Cydney Kutcipal (They/Them), from Loveland, Colorado, is making their professional debut in Jagged Little Pill appearing in the ensemble and understudying the role of Jo, a debut they landed at the end of their junior year of college at Shenandoah University. For the past year Cydney has been performing in the show eight times a week, which Denver will get to see August 16-27 at the Buell Theatre, and finishing school thanks to the collaboration with Shenandoah.
Cydney’s first performing arts love was dance. Like most children, their parents put them in many activities to see what stuck. Cydney would say, “Tiny tot soccer was not for me. I just kept going around and holding people’s hands.” From there Cydney would take part in summer theatre camps and eventually continue the love of performing arts at Mountain View High School’s theatre program where they were nominated for a Bobby G Award for Outstanding Choreography. “The more I grow up and see how the world is changing I’m seeing a lot of art programs in schools getting cut…. I’ve seen the way that not having the arts can affect people and I think it’s just so important,” said Cydney. “It gives people a community, a place where they feel like they belong, which is so huge when you’re growing up.”

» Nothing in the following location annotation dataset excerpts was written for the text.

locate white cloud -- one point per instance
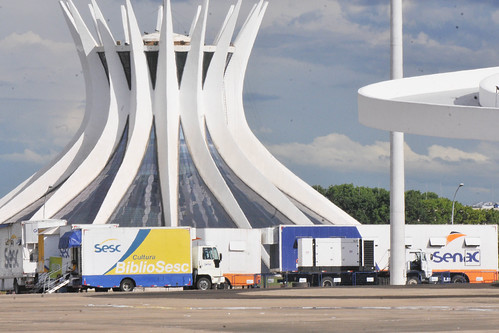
(340, 153)
(28, 156)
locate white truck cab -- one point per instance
(206, 267)
(418, 267)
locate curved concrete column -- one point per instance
(222, 137)
(167, 118)
(259, 156)
(192, 119)
(140, 122)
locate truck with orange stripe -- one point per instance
(458, 253)
(242, 254)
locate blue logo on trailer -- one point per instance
(291, 234)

Cydney credits their mom, Candice, not only for tickets to attend their first Broadway show at The Buell, Wicked, but also for giving them continuous support to pursue a career in theatre. Cydney comes from a family of engineers and accountants, “so it was really wonderful and beautiful that my mom said, ‘You can do this!’” Cydney also appreciates former dance instructor, Brooke Cassidy, and high school choreographer, Tammy Johnson. “She really pushed me to do this and pushed me when I didn’t believe in myself and I’m very grateful for that.”
Likewise, Jagged Little Pill offers audiences perspectives on acceptance and appreciation. “This story is about crossing the generations and finding that understanding in each other, finding the things that are similar and accepting the differences.” These are lessons that carry over from the 1995 album, which Cydney’s mom played when they were growing up. “What I see in the audience is that it is the same angst that my parents’ generation grew up with that is still relevant with Gen. Z and the younger folks. We’re all looking for the same things: to be loved, to be accepted and not feel alone and I think that Alanis Morissette’s music does that so beautifully.”
Some shows you see, but Jagged Little Pill makes you feel joy, strength, love, courage, catharsis and life in this Tony and Grammy Award-winning new musical about a perfectly imperfect American family, based on Alanis Morissette’s world-changing music. You live, you learn, you connect across generations. Welcome home, Cydney Kutcipal.